En ese traspaso se cumplieron con todos los procedimientos legales, y esto hace creer a los responsables que obraron bien; se equivocan, van en contra de los Objetivos del Desarrollo Sostenible 2030 que, en la meta 11.7, propone el acceso universal a zonas verdes.

El daño por estas acciones es inconmensurable y va de lo económico a la social, sin excluir lo ambiental. Y seguirá ocurriendo mientras persista la falsa idea de que la infraestructura privada crea riqueza para todos.

La salvación del tampiqueño, antes de que lo dejen sin nada, es invocar el derecho a la ciudad. Solo se puede enfrentar el derecho de propiedad y su prestigio como detonador económico con el derecho común. La evidencia es muy clara: en la privatización de los recursos públicos, las ganancias van a una minoría.

Un concepto acuñado por Henri Lefebvre en 1968 forma parte ya de la agenda de la ONU para reducir la desigualdad. A través del programa Hábitat, el organismo adoptó en 2011 la Carta Mundial por el Derecho a la Ciudad. Todavía no es exigible pero tiene los fundamentos para subir pronto a rango constitucional.

Al tampiqueño le conviene seguir los principios de este concepto (y al maderense también, desde luego). Los habitantes tienen derecho a “disfrutar de ciudades, pueblos y asentamientos urbanos justos, inclusivos, seguros, sostenibles y democráticos, definidos como bienes comunes para una vida digna”.
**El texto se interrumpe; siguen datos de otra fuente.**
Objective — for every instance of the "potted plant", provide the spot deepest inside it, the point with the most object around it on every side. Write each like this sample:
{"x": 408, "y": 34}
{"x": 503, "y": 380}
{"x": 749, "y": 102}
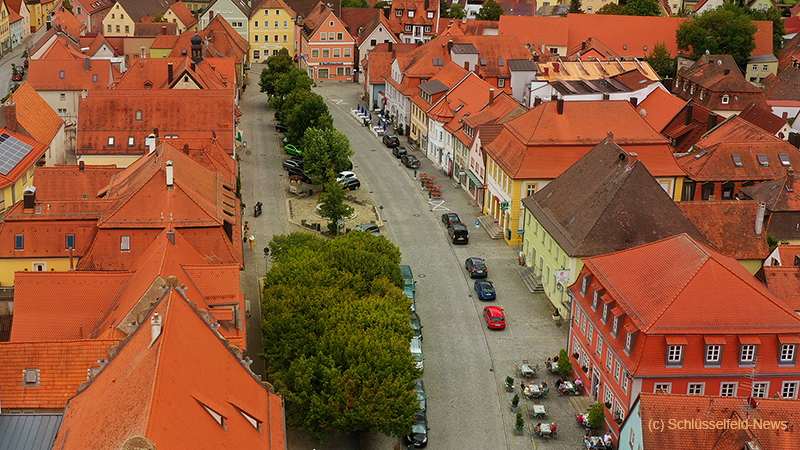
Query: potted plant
{"x": 596, "y": 415}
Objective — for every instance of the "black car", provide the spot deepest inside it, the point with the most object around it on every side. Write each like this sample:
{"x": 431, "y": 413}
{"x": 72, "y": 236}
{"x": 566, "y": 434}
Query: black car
{"x": 476, "y": 268}
{"x": 417, "y": 326}
{"x": 351, "y": 183}
{"x": 449, "y": 218}
{"x": 391, "y": 140}
{"x": 419, "y": 431}
{"x": 410, "y": 161}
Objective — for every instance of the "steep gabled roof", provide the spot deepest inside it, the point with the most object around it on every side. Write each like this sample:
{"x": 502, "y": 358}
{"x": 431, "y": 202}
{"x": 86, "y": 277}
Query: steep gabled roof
{"x": 61, "y": 367}
{"x": 597, "y": 205}
{"x": 733, "y": 301}
{"x": 185, "y": 387}
{"x": 729, "y": 227}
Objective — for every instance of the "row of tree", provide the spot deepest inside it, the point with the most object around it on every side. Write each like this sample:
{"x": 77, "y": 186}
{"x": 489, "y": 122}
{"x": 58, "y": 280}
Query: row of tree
{"x": 336, "y": 333}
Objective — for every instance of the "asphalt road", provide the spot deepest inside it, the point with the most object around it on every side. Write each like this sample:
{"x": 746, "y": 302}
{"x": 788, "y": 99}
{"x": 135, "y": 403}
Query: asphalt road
{"x": 465, "y": 363}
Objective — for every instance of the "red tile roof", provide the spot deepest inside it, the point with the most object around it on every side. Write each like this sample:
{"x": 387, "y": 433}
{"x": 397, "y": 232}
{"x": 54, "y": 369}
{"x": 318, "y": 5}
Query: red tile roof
{"x": 82, "y": 302}
{"x": 62, "y": 366}
{"x": 44, "y": 75}
{"x": 164, "y": 390}
{"x": 541, "y": 143}
{"x": 659, "y": 108}
{"x": 709, "y": 410}
{"x": 112, "y": 113}
{"x": 734, "y": 302}
{"x": 729, "y": 226}
{"x": 35, "y": 116}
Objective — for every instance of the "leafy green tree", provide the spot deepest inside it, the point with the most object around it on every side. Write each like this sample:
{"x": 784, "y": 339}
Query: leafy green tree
{"x": 611, "y": 9}
{"x": 277, "y": 65}
{"x": 490, "y": 10}
{"x": 336, "y": 342}
{"x": 773, "y": 15}
{"x": 642, "y": 8}
{"x": 457, "y": 12}
{"x": 662, "y": 61}
{"x": 311, "y": 113}
{"x": 724, "y": 30}
{"x": 332, "y": 205}
{"x": 325, "y": 151}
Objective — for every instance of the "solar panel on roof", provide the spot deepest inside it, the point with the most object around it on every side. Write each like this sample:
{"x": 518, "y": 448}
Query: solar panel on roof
{"x": 12, "y": 151}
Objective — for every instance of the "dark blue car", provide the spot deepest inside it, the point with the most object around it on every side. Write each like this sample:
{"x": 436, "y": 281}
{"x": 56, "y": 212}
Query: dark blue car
{"x": 485, "y": 290}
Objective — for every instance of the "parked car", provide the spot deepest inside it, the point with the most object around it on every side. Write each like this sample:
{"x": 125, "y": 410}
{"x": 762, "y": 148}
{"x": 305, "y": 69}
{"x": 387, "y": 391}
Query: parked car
{"x": 391, "y": 140}
{"x": 418, "y": 437}
{"x": 410, "y": 161}
{"x": 351, "y": 184}
{"x": 421, "y": 396}
{"x": 416, "y": 325}
{"x": 345, "y": 176}
{"x": 495, "y": 317}
{"x": 458, "y": 233}
{"x": 293, "y": 163}
{"x": 449, "y": 218}
{"x": 476, "y": 268}
{"x": 292, "y": 150}
{"x": 485, "y": 290}
{"x": 416, "y": 352}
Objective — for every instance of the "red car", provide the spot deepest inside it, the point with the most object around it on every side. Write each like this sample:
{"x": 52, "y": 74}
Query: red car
{"x": 495, "y": 318}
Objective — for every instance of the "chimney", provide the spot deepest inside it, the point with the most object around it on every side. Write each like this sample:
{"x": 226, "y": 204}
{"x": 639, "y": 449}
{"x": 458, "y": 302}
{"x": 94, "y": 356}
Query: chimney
{"x": 29, "y": 197}
{"x": 170, "y": 174}
{"x": 760, "y": 217}
{"x": 155, "y": 327}
{"x": 11, "y": 116}
{"x": 688, "y": 119}
{"x": 712, "y": 121}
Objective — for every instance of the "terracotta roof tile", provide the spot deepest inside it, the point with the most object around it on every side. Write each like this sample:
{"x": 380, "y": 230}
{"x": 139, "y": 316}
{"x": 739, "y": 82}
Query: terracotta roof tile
{"x": 542, "y": 143}
{"x": 82, "y": 302}
{"x": 729, "y": 227}
{"x": 186, "y": 370}
{"x": 35, "y": 115}
{"x": 61, "y": 365}
{"x": 597, "y": 191}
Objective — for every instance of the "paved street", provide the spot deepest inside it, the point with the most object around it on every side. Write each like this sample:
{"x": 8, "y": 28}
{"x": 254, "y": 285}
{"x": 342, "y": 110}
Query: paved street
{"x": 465, "y": 363}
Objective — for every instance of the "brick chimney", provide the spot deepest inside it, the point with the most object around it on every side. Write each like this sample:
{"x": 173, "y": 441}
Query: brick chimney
{"x": 11, "y": 116}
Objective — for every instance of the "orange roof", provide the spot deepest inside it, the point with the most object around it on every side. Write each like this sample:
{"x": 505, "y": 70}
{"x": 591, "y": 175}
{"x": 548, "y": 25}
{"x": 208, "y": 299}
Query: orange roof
{"x": 657, "y": 301}
{"x": 61, "y": 365}
{"x": 542, "y": 143}
{"x": 166, "y": 389}
{"x": 112, "y": 113}
{"x": 35, "y": 115}
{"x": 44, "y": 75}
{"x": 729, "y": 226}
{"x": 659, "y": 108}
{"x": 81, "y": 302}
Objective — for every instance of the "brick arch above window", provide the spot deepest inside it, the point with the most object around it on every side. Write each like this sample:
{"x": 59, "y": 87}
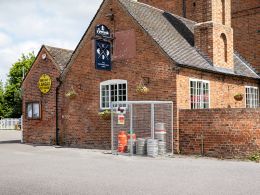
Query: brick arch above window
{"x": 223, "y": 11}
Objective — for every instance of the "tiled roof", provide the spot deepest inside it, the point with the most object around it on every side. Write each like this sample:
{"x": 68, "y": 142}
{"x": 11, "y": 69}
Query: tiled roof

Para el tampiqueño, ese disfrute está en peligro: se habla de un mega proyecto hotelero para desarrollar grandes extensiones en la Laguna del Carpintero. Estamos seguros que los empleos de camarera y garrotero que ofrezca no harán rico a nadie, pero sí consumirá los últimos palmos de un bien público.

El británico Richard Harvey afirma que la ciudad es el sueño materializado por el hombre de un mundo justo, compartido y saludable; al rehacerla, sus habitantes se rehacen con ella. Por tal motivo, es el más preciado de todos los derechos humanos, de acuerdo con este pensador.

Tampico puede ser una de las ciudades más pequeñas del estado, pero no está condenada a ser propiedad de unos cuántos.